Redefining TSR scoring with AI: Insights from the data scientists

Discover how AI is revolutionizing TSR scoring, enhancing clinical decisions, and shaping the future of healthcare.

The ARABESC project is the result of a collaborative partnership between WSK Medical and IMP Diagnostics. Since 2023, the two companies have been working together to develop an AI-driven algorithm for tumor-stroma ratio (TSR) scoring.

In the first edition of our interview series, we spoke with two pathologists about the transformative potential of AI in TSR scoring, its impact on clinical decision-making, and the challenges of AI adoption in healthcare. In this second edition, we sat down with Felix Dikland and Cyrine Fekih—two data scientists with extensive experience applying machine learning to healthcare tools and applications.

In this interview, you can expect a candid discussion on:

Variability and bias control
Validation and the evolving scientific paradigm
Bridging the gap between technology and medicine
Key considerations for implementing AI in clinical practice

KEY CONSIDERATIONS FOR IMPLEMENTING AI IN CLINICAL PRACTICE

Interviewer (I) – How would you design an AI pipeline to handle colour variations in H&E-stained slides across different laboratories?

Felix Dikland (FD) – Traditionally colour variations are overcome by preprocessing the image patches, such as colour normalization or stain deconvolution. These are ways to standardise the input of the image, making the model more reliable, but not more robust. To achieve this, input augmentations should be introduced during training.

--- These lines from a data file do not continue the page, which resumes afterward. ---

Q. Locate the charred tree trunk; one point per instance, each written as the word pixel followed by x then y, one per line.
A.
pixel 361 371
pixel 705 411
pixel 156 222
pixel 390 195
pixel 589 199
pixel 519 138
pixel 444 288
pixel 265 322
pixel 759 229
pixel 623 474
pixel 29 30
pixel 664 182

Cyrine Fekih (CF) –In fact, to handle colour variations in H&E-stained slides across different laboratories, it is important that AI pipeline should begin with a colour normalisation step to standardize staining variations.

I – How would you address inter-slide variability in tissue preparation that could impact TSR quantification accuracy?

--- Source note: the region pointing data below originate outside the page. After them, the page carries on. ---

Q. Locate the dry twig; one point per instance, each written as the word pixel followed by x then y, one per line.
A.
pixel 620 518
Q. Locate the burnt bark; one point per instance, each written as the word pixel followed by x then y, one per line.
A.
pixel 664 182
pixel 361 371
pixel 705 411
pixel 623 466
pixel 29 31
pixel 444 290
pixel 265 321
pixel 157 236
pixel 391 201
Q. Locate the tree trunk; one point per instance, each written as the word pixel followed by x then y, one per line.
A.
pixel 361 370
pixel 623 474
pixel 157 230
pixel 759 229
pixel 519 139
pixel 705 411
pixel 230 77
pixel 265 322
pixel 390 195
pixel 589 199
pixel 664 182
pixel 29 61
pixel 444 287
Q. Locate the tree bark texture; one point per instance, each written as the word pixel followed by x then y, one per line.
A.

FD –From a traditional semantic segmentation model training point of view, appropriate pre-processing and data augmentation in combination with a balanced, large dataset is the foundation of a good and robust model. Having a “balanced” dataset in this case also entails having a proper distribution of institutions, scanners, tumour subtypes, and acquisition methods, such as surgical specimen, pretreatment biopsies and polypectomies.

I – What quality control measures would you implement for stain normalization across different scanner types?

CF –For quality control of stain normalisation across different scanner types, it is possible use statistical metrics such as stain vector similarity or colour histogram comparisons to evaluate consistency before and after normalisation. Another method would incorporate reference slides or colour calibration targets scanned on each device to standardise outputs. Visual inspection by pathology experts can also be used on a sample of slides to validate the perceived consistency.

I – How would you address potential biases in the algorithm’s performance across diverse patient demographics or tumour subtypes?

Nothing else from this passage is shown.